This panel focuses on “urgency” as an analytical lens. How do the dimensions of urgency shape societies, both as an analytical framework for crises and as a mode of action? We scrutinize the multiple meanings, mobilizations, and consequences of urgency as it shapes discourse, affects, and action.

Long Abstract

Across the political spectrum, actors invoke urgency to compel action, justify decisions, and moralize political positions. From far-right populists warning of imminent threats to radical environmental activists calling for immediate transformation, urgency has become a pervasive idiom of polarized and “overheated” times. Its appeal lies in its power to condense crisis, emotion, and legitimacy, thereby transforming complex problems into imperatives for rapid response that potentially overrule democratic processes.

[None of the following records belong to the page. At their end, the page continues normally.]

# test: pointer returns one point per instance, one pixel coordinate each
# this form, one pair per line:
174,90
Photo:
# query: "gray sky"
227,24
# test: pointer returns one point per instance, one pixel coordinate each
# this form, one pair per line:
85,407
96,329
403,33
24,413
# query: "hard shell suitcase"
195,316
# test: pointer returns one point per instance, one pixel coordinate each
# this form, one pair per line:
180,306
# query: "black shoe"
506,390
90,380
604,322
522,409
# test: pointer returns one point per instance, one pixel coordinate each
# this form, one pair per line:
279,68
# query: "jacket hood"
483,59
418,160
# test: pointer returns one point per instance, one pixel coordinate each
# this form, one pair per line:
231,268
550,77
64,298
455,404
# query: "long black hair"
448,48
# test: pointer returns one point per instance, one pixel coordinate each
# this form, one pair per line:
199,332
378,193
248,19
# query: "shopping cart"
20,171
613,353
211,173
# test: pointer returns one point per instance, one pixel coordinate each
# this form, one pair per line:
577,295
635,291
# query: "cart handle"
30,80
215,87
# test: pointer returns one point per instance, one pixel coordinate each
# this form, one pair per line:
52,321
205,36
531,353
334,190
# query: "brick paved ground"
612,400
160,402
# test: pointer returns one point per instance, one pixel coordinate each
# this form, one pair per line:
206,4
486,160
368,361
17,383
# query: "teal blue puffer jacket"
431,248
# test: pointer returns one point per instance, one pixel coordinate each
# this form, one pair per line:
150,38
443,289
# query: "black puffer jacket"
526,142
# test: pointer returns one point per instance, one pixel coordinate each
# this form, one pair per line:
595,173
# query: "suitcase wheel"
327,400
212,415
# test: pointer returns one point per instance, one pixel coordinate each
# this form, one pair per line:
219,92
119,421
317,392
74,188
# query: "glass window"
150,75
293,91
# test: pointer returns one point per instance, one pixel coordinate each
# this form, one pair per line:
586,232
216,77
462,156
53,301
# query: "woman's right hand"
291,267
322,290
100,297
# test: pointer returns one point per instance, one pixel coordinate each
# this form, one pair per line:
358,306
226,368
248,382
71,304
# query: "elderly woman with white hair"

Drawing on situated and comparative insights from ethnographic work, we seek to understand the specific ways in which urgency is mobilized for political effects. Therefore, we invite contributions that interrogate how urgency is articulated, circulated, and embodied in different contexts. We are interested in ethnographically informed analyses that explore the invocations, articulations, and materializations of urgency in political discourse and practice. We welcome papers that address, but are not limited to, the following questions:

What affects are mobilized and achieved as a result of urgency claims?

How do mobilizations of urgency relate to crises, temporalities, and affects?

What forms of exclusion, inclusion, and participation are engendered in the wake of urgent calls for action?

How do urgency claims acquire legitimacy, and how do they generate moral hierarchies, prioritizing some urgencies over others?

And how do urgency claims frame actions as ethical necessities, eliminating other alternatives by asserting that ‘there is no alternative’?

How is urgency mobilized „from below“, by governments, mass media, and lobby groups?

What kinds of "economies of action" emerge from urgency claims and practices, with which effects and unintended consequences?